Here if we add center of circles G₁, G₂, G₃ ....... G_n, then we get a polygon of n sides.

From figure you can see one side of polygon makes angle $$\theta$$ with the center.

$$\therefore$$ n sides make angle = n$$\theta$$

We know, $$n\theta = 2\pi $$

$$ \Rightarrow \theta = {{2\pi } \over n}$$

Here triangle OMN is an isosceles triangle. Line joining of point O and midpoint O of MN (point A) is perpendicular to line MN and perpendicular bisector of angle $$\theta$$.

$$\therefore$$ $$\angle MOA = {\theta \over 2} = {\pi \over n}$$

From right angle triangle OMA,

$$\sin {\pi \over n} = {r \over {R + r}}$$

$$ \Rightarrow R + r = r{\mathop{\rm cosec}\nolimits} {\pi \over n}$$

Option A:

When $$n = 4$$,

$$R + r = r{\mathop{\rm cosec}\nolimits} {\pi \over 4}$$

$$ \Rightarrow R + r = \sqrt 2 r$$

$$ \Rightarrow R = \left( {\sqrt 2 - 1} \right)r$$

$$\therefore$$ Option (A) is wrong.

Option B :

When $$n = 5$$,

$$R + r = r{\mathop{\rm cosec}\nolimits} {\pi \over 5} = r{\mathop{\rm cosec}\nolimits} 36^\circ $$

We know, in 0 to $${\pi \over 2}$$, $${\mathop{\rm cosec}\nolimits} \theta $$ is decreasing.

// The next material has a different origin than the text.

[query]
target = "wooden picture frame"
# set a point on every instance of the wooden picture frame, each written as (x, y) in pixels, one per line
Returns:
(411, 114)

$$\therefore$$ $${\mathop{\rm cosec}\nolimits} 45^\circ < {\mathop{\rm cosec}\nolimits} 36^\circ < {\mathop{\rm cosec}\nolimits} 30^\circ $$

$$ \Rightarrow \sqrt 2 < {\mathop{\rm cosec}\nolimits} 36^\circ < 2$$

$$ \Rightarrow \sqrt 2 r < r{\mathop{\rm cosec}\nolimits} 36^\circ < 2r$$

$$ \Rightarrow \sqrt 2 r - r < r{\mathop{\rm cosec}\nolimits} 36^\circ - r < 2r - r$$

$$ \Rightarrow \left( {\sqrt 2 - 1} \right)r < R < r$$

$$\therefore$$ $$R < r$$, when $$n = 5$$

$$\therefore$$ Option (B) is wrong.

Option C :

When $$n = 8$$,

$$R + r = r{\mathop{\rm cosec}\nolimits} {\pi \over 8}$$

$${\mathop{\rm cosec}\nolimits} \theta$$ is decreasing function in 0 to $${\pi \over 2}$$.

$$\therefore$$ $${\mathop{\rm cosec}\nolimits} {\pi \over 8} > {\mathop{\rm cosec}\nolimits} {\pi \over 4}$$

$$ \Rightarrow r{\mathop{\rm cosec}\nolimits} {\pi \over 8} > \sqrt 2 r$$

$$ \Rightarrow R + r > \sqrt 2 r$$

$$ \Rightarrow R > \left( {\sqrt 2 - 1} \right)r$$

$$\therefore$$ Option (C) is correct.

Option D :

When $$n = 12$$, then

$$R + r = r\left( {\cos ec{\pi \over {12}}} \right)$$

$$ \Rightarrow R + r = r \times {{2\sqrt 2 } \over {\sqrt 3 - 1}}$$ [as $$\cos ec{\pi \over {12}} = {{2\sqrt 2 } \over {\sqrt 3 - 1}}$$]

$$ \Rightarrow R + r = r \times {{2\sqrt 2 \left( {\sqrt 3 + 1} \right)} \over 2}$$

$$ \Rightarrow R + r = \sqrt 2 r\left( {\sqrt 3 + 1} \right)$$

$$ \Rightarrow R = \left[ {\sqrt 2 \left( {\sqrt 3 + 1} \right) - 1} \right]r$$

$$ \Rightarrow R < \sqrt 2 \left( {\sqrt 3 + 1} \right)r$$

$$\therefore$$ Option (D) is correct.